Esensinews.com – Menyikapi disrupsi teknologi, Guru Besar Manajemen Universitas Indonesia (UI) Rhenald Kasali menjelaskan hal itu terjadi di berbagai sektor, akan mengubah pola dan gaya hidup masyarakat sehari-hari.
“Saat ini industri yang sudah mulai bergeser karena pesatnya perkembangan teknologi adalah industri keuangan. Hal ini ditandai dengan maraknya berbagai fintech yang bermunculan beberapa tahun terakhir,” kata Rhenald pada acara INTEGRA 2018 di Kantor Kementerian Ketenagakerjaan (Kemnaker), Senin (19/11/2018).

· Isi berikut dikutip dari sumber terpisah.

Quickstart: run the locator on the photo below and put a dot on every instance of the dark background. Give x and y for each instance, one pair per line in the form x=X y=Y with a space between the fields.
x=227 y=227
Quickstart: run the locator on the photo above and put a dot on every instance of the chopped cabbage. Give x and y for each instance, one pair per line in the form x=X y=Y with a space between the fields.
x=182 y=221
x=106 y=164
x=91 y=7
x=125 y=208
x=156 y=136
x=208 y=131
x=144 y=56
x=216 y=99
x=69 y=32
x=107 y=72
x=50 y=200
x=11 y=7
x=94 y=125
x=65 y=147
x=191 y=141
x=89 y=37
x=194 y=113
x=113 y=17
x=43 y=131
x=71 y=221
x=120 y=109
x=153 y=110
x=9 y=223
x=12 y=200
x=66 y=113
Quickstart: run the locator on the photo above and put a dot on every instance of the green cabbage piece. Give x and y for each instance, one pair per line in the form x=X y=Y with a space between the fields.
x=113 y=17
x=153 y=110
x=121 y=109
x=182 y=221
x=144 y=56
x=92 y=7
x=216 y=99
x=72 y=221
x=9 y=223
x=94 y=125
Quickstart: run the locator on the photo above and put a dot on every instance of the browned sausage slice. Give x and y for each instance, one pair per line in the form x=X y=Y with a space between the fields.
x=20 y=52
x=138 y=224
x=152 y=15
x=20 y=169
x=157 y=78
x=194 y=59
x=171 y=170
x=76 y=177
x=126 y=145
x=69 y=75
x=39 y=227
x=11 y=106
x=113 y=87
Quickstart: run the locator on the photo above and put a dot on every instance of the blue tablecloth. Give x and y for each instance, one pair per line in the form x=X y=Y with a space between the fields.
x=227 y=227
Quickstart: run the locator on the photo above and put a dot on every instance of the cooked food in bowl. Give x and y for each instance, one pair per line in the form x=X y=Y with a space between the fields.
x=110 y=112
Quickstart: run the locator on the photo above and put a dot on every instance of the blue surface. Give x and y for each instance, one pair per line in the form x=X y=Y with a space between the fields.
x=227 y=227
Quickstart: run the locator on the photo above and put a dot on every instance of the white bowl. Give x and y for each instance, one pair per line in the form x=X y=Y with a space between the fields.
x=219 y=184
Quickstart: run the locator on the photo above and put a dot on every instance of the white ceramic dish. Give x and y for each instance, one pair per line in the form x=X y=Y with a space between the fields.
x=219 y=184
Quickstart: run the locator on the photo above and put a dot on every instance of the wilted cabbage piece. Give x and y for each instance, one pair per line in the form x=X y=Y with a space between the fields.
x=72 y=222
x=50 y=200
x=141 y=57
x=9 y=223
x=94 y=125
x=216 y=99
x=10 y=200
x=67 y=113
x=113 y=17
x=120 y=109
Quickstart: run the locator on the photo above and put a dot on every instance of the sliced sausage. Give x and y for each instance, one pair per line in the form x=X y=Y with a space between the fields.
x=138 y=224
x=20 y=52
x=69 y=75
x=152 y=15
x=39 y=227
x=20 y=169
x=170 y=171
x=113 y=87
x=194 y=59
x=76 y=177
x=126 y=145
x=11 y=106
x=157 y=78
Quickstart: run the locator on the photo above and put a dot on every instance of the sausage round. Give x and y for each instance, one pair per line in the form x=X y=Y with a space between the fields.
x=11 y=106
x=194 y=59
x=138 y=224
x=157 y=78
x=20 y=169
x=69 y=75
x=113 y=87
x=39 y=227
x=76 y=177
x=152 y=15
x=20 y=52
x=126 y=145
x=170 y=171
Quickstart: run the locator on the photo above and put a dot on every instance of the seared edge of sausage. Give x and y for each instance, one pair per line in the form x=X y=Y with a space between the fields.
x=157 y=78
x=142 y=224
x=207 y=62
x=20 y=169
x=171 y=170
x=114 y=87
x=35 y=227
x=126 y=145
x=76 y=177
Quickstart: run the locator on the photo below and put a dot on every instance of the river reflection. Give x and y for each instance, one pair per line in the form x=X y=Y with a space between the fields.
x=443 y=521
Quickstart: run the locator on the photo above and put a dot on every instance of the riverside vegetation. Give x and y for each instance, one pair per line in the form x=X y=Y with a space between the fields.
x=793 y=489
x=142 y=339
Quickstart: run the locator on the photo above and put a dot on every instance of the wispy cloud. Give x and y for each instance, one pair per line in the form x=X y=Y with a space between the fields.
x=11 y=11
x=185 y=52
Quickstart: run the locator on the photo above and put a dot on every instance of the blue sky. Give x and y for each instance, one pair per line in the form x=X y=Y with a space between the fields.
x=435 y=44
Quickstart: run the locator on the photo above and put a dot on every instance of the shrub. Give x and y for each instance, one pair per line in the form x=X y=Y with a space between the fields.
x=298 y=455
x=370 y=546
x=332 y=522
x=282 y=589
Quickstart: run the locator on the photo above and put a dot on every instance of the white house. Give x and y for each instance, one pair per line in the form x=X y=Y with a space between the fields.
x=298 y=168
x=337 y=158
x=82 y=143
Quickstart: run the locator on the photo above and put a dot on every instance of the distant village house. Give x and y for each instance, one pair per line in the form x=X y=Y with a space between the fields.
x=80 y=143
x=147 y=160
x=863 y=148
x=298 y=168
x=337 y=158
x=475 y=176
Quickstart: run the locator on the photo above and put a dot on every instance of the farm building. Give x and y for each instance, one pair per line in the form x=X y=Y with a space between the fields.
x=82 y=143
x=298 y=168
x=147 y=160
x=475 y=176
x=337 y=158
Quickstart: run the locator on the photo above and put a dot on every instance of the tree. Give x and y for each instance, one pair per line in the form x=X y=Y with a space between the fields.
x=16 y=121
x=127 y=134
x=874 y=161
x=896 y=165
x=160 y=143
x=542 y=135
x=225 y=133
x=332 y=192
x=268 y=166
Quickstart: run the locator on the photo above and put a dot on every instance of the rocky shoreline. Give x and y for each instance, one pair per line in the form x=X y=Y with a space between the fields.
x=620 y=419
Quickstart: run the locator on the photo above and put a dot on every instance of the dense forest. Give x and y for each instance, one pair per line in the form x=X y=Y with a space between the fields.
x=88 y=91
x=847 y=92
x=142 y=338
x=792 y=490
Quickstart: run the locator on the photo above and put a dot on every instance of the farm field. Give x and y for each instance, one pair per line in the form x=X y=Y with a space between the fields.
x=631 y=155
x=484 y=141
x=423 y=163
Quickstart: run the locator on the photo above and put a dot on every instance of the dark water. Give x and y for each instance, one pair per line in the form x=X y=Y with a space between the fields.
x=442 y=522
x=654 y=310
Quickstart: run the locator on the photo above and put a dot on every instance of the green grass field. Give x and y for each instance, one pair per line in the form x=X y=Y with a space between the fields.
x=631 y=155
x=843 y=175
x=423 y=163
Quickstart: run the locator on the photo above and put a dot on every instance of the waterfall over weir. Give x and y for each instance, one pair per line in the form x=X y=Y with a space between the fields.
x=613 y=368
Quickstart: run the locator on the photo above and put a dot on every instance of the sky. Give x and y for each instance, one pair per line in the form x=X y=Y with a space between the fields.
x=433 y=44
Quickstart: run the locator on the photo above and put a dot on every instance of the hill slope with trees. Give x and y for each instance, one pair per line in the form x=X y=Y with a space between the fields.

Selanjutjnya penulis buku terlatis ini menyebutkan, fintech ini kemungkinan besar akan menyusutkan tenaga kerja di industri keuangan.
“Contohnya, bank-bank sudah mengurangi membuka kantor cabang. Nasabah juga sudah mulai jarang ke kantor cabang, nantinya teller sudah tidak diperlukan.
Industri keuangan lama-lama akan menyesuaikan dengan keadaan ini. Tentunya, tutur dia dengan pergeseran lingkup pekerjaan yang terjadi karena perkembangan teknologi.
“Perlahan akan menjadi kurang efisien (banyak karyawan di bank), laporan keuangannya pun akan mengalami perubahan. Dalam jangka pendek, fintech akan naik, sampai fintech mulai optimal, lapangan kerja di bank akan mulai berkurang,” ucapnya.
Selain itu, gerakan mengurangi uang tunai atau cashless yang semakin digalakkan juga akan menambah kuat posisi digitaliasi industri. Bahkan, diproyeksikannya akan menggeser keberadaan anjungan tunai mandiri (ATM) ke depannya.
“Sekarang belum sepenuhnya yang mengurangi pekerja, ekspansi juga tidak. Buka kantor cabang baru juga tidak, jadi nanti mesin ATM ke depan juga akan hilang,” terang Rhenald.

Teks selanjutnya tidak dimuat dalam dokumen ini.